After the initial "hello how was your week" talk that evening, Sami suggested a round of Halo 3. And so it began. Since Robin and I hadn't played in months, we were a bit worried as to our experience level and the almost assured finger-pointing and "hoot, hoot, hoot" that would follow a badly sucked round. Much to my surprise and merriment, those taunts never came. Or at least if they did, we couldn't hear them because we muted the other player's microphones.

We started playing around 9:30, Chris left at 10:15, leaving Sami, Robin and me. Two of us would play a round while the other watched and when the round ended, we passed the controllers along. It was so much fun. We cracked out until 12:30 when Sami finally relented to her sleepiness. It wasn't that we were the best or even won all the time, but when we did it was incredibly satisfying. As I mentioned before, there are all sorts of ways to play a round. There is the typical slaughter-or-be-slaughtered, king of the hill, hold the human skull without getting killed, kill only the VIPs for points, you only get a sword to kill people, and on and on. The setting we had made it so whoever was hosting a room (or "killing floor" as I like to call it) could decide on the kind of game. Before the game started, the other players were allowed to veto the game choice which if successful (majority rules) would default to good 'ol Slayer.

I went home yesterday after a busy day at work. I was excited at the prospect of zoning out on Halo for a little bit before Robin got home. Popping in the disk, I thought I might as well try plugging in my headset so I could talk to my teammate, whoever they turned out to be. The first few rounds were chatless because the other player didn't have a headset. When someone finally did have a microphone, they were obviously asking me a question - in Portugese.

I said, "I'm sorry, I don't speak Portugese." My teammate became very excited. He exclaimed, "Good for you! You did not think I was speaking Italian or Spanish! I'm Fausto, what is your name?" Since he knew English, we chatted it up and developed some kick ass strategy for the following round.
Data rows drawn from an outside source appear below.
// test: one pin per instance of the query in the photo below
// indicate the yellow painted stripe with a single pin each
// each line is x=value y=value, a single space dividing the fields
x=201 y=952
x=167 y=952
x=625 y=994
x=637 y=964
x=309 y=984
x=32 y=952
His English was very good and his accent absolutely beautiful. When a round concludes, you have the option of playing with your partner again, which we did a couple more times. It turned out that Fausto was relaxing after his shift at a local tavern (it was 1am in Lisbon). He said that he had to throw out three drunks that night who were Greek. "Greek men," he said agitatedly, "they always fuck up your bar." I laughed, "Oh? I wouldn't know, we don't get very many of the Aegean types over here." He sounded surprised, "You know where the Aegean is? You are not like many Americans I meet." I was puzzled, "And what kind might that be?," to which he replied, "The drunk kind, of course!" I laughed so hard. His friend with whom he usually plays showed up, so he bid me a nice evening. I did the same and turned off the XBOX; Robin was about to be home soon anyway.

So for those of you who think video games are all self-indulgent, time-wasting, hermit-creating abominations, why not try some online Halo? You never know who you'll meet or what time zone they'll be in!

Just try not to suck. HOOT HOOT HOOT!